Often, the things that matter most really are ‘either/or.’ Jesus needs his followers to know that as attractive as it may become to believe that they can be their most true selves respond most truly to their calling through an amalgam of the most convenient elements of a buffet of values, nevertheless, they, like he, must resist the diabolical impulse to try to behave as though they can genuinely trust God on the one hand, but then on the other hand, shape their goals and their future according to the values and practices commonly-held by those all around them.
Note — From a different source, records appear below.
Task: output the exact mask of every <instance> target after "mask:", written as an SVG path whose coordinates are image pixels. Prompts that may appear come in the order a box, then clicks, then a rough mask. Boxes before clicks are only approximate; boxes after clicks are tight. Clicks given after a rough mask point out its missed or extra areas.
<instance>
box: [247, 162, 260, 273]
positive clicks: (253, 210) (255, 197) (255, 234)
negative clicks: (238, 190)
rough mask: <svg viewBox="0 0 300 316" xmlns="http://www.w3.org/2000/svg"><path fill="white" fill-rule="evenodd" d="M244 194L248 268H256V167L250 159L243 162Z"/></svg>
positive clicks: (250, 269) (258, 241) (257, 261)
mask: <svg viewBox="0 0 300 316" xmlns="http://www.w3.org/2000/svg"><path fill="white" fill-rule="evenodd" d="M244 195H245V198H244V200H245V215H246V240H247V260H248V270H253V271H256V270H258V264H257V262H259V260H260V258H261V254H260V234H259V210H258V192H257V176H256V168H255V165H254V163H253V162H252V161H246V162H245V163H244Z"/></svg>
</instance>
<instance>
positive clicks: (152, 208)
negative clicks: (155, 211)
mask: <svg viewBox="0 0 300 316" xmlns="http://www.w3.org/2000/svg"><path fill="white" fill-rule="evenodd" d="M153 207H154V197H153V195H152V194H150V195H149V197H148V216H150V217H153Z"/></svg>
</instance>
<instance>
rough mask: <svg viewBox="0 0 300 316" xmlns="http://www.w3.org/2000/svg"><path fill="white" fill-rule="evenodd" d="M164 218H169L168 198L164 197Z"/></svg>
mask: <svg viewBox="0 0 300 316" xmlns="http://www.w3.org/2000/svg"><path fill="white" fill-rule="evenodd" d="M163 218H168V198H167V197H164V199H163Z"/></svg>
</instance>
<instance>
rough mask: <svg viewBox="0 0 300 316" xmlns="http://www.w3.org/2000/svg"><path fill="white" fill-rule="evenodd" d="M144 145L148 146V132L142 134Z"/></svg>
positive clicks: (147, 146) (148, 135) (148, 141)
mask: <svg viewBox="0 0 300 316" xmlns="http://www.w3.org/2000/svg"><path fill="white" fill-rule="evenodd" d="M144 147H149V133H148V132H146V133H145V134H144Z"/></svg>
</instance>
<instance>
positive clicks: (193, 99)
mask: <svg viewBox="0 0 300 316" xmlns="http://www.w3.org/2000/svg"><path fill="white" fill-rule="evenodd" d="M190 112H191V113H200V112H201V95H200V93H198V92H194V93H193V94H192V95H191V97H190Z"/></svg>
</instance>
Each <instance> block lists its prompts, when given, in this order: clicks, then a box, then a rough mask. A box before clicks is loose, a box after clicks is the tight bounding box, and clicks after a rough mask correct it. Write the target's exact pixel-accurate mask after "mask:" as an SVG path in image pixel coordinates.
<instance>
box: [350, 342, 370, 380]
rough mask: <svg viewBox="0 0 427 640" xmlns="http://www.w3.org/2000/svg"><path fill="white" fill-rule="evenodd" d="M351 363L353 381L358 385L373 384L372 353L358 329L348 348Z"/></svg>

If it remains a symbol of death at all, the cross represents the death in our lives of those values, goals, and visions of our lives, and of the means to meet them, that are governed by simplistic ignorance of the mysteries of God and the rejection of God’s call. The cross that Christ bears is a ghastly instrument of death that God turns, paradoxically and miraculously, into a vessel of life. The cross that the disciples of Jesus are called to bear, including you and I, is the same. In times of hardship, even when worry piles on top of grief and fear lies down on it all, God is still present.
Remember this today, tomorrow. Where you are, where I am, there is the image of God. Where any of us are gathered together, there is the Love of God. Where you go today, or where I go, wherever we are tomorrow or the next day, contrary to common sense, Christ still carries us. And contrary to common wisdom, we are a community that still takes up the cross, and whose fellowship still lightens the load. We remain a people who hold one another in sadness, and who welcome each other home to joy. We celebrate as a people raised up in the Love of God for each of us. And we share with the world around us the call to the Love of God for all.
And d so may Almighty God, by whose Spirit we are guided in our various joys and occupations, grant that we may accomplish that which God entrusts to us, and by that same grace, be found always worthy in our Lord Jesus Christ; who lives and reigns with the Father and the Holy Spirit, One God, now and for ever. Amen.